Step 4: and (3) fusing the differential element characteristics, the element name characteristics and the element content characteristics obtained in the step (3), and then performing classification operation.

Step 41: splicing the differential element characteristics, the element name characteristics and the element content characteristics;

step 42: and sending the spliced features into two layers of full-connection layers for classification, wherein the output dimension of the first layer is a commodity large-class number, the output dimension of the second layer is a commodity small-class number, and splicing the large-class number and the small-class number together to obtain the commodity tax number.

For example, the data is obtained according to the probability of all classifications, and the target class with the highest probability is selected as the final prediction class of the model.

According to the steps, the word segmentation effect is compared with DPCNN model, transform model, BERT model and RoBERTa model methods. As can be seen from table 1, the method proposed by the present invention is significantly superior to other methods in terms of classification accuracy, precision and F1 value.

Table 1 comparison of different models for customs import and export commodity classification effect

Meanwhile, the invention also verifies the influence of different auxiliary networks on the final commodity classification. As shown in Table 2, the accuracy of classification of customs import and export commodities can be greatly improved by adopting the textCNN model for the auxiliary network.
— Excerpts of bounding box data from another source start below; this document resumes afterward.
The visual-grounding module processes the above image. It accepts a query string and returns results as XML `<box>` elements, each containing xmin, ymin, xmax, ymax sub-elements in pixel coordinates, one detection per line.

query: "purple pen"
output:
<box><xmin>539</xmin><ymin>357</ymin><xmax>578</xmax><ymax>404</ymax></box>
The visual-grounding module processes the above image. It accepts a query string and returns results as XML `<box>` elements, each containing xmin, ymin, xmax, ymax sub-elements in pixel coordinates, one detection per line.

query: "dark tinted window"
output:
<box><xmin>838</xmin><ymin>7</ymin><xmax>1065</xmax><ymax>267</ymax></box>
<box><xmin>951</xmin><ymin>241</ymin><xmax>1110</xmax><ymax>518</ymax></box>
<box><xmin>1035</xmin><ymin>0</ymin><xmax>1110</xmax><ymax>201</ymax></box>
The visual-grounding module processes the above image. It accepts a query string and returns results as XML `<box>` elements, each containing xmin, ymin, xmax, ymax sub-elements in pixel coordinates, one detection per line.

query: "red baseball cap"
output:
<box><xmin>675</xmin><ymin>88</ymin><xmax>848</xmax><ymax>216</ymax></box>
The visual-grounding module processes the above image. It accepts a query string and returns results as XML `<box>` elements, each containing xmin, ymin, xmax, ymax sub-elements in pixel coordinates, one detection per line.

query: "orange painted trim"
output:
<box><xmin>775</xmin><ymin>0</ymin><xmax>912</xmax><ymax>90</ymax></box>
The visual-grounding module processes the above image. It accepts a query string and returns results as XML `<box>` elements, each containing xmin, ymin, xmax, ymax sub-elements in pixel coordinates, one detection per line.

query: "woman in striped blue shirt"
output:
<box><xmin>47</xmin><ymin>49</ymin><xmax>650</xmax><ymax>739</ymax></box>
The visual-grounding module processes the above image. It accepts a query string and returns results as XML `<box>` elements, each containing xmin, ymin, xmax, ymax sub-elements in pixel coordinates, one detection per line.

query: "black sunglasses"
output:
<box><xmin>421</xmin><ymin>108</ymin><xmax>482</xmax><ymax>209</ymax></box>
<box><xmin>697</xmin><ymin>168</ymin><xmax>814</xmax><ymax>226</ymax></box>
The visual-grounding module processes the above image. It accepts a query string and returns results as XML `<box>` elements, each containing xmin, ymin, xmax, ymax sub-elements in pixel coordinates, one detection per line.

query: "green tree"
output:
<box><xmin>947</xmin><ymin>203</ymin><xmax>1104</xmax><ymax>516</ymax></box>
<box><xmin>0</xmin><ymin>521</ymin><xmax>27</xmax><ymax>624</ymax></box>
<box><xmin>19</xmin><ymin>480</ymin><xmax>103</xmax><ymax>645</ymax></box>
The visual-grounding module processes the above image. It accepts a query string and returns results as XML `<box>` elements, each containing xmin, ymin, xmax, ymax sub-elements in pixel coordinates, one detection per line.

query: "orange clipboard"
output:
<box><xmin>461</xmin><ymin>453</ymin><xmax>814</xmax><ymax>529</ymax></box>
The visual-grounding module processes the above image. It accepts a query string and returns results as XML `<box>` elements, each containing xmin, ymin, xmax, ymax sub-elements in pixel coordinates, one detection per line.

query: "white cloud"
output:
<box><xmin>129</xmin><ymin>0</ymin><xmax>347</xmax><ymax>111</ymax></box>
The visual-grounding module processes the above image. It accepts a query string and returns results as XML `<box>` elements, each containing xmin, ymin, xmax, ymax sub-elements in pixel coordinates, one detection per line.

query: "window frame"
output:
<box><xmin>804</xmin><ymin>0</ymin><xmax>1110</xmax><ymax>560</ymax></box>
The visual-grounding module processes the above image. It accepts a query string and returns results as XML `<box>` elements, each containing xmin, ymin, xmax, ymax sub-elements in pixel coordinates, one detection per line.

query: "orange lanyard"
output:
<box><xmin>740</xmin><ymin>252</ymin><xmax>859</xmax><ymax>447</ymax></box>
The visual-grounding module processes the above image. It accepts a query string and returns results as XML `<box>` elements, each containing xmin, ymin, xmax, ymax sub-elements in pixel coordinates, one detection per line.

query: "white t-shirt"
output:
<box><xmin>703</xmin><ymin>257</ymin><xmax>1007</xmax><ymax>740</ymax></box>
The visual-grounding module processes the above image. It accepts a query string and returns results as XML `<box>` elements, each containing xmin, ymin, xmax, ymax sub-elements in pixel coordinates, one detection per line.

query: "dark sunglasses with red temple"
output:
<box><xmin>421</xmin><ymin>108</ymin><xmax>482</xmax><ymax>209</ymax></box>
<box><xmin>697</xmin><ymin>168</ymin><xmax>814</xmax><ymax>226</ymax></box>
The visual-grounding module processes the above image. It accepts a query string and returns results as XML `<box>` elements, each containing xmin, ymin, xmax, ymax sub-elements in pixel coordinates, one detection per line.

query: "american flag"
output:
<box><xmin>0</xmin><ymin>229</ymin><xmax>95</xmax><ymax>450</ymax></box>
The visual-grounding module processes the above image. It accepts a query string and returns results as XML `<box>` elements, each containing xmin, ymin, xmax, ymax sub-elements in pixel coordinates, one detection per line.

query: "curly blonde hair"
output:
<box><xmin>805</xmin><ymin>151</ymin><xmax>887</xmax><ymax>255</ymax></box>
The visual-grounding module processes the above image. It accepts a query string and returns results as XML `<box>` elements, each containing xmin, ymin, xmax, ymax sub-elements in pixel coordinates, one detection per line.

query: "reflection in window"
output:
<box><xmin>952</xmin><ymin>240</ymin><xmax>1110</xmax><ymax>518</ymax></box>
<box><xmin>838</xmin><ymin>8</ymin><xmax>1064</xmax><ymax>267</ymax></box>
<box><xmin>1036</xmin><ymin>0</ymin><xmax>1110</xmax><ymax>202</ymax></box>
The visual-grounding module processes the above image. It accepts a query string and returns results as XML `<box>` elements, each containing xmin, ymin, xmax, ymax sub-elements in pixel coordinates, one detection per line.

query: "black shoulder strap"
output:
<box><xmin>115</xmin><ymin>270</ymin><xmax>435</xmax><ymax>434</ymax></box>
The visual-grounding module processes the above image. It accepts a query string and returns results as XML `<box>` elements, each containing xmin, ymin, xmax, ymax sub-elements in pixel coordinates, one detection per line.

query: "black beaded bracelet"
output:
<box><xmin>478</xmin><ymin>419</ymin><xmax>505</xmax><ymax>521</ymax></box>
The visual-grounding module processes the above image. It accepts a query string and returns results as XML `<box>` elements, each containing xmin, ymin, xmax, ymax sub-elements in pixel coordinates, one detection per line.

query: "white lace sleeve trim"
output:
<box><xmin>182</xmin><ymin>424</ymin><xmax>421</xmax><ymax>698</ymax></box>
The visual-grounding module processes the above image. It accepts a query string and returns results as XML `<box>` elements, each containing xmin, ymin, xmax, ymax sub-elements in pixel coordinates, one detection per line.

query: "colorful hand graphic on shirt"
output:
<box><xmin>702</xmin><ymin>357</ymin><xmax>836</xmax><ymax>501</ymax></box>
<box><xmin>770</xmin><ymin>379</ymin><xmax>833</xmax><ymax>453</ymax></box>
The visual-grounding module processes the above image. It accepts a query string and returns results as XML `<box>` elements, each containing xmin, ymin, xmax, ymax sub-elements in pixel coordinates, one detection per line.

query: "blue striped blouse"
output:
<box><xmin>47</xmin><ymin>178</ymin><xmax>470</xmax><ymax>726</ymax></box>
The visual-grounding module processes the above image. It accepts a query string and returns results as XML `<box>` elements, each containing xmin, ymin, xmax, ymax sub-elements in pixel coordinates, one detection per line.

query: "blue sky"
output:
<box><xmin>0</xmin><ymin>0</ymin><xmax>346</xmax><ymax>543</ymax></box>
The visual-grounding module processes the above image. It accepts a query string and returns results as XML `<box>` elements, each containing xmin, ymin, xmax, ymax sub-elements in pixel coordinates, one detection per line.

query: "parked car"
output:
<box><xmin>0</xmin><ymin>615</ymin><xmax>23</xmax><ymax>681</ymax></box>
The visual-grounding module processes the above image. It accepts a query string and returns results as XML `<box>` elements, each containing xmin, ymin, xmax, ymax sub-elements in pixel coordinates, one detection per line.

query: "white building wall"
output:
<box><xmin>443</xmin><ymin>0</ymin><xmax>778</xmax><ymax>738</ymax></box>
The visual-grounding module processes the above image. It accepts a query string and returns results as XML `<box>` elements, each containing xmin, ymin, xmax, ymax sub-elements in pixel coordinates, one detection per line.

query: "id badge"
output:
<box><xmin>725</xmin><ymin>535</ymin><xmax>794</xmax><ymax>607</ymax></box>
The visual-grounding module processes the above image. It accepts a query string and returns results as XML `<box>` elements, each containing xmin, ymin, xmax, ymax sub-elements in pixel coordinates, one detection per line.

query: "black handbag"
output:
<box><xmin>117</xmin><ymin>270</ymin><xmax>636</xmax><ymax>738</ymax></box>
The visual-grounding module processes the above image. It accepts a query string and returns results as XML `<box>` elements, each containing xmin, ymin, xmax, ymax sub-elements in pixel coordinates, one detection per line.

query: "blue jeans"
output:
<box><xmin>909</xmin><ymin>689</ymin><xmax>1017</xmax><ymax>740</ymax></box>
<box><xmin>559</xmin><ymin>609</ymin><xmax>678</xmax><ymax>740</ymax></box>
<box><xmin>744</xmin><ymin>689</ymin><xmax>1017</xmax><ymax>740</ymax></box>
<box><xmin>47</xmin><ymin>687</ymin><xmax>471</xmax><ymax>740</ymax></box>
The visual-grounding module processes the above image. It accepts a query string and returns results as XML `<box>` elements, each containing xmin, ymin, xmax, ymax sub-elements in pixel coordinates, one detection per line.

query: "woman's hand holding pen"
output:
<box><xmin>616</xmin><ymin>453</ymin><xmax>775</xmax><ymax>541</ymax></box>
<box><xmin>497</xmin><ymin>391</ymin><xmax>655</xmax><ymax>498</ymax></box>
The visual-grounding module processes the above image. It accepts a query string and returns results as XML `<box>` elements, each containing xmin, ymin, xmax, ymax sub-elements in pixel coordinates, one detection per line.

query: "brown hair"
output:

TABLE 2 influence of different auxiliary networks on the classification of customs import and export commodities

While the invention has been described with reference to the preferred embodiments, it will be understood by those skilled in the art that various changes in form and detail may be made therein without departing from the spirit and scope of the invention as defined by the appended claims.

Claims

1. A customs import and export commodity tax number prediction method is characterized by comprising the following steps:

step 3: sending the differential elements obtained in the step 2 into a CNN network for feature extraction, and simultaneously extracting element name features and SSCNN network content features by using the DPCNN network;

step 4: fusing the differential element characteristics, the element name characteristics and the element content characteristics obtained in the step 3, and then performing classification operation to obtain commodity tax numbers;

the specific implementation mode of the step 2 is as follows:

2. The customs import and export commodity tax prediction method according to claim 1, wherein the specific implementation manner of the step 3 is as follows:

3. The customs import and export commodity tax prediction method according to claim 1, wherein the specific implementation manner of the step 4 is as follows:

step 42, sending the spliced features into two full-connection layers for integrating the extracted features; the first layer output dimension is commodity large class number, the second layer full-connection layer output dimension is commodity small class number, and the large class number and the small class number are spliced together to obtain commodity tax number.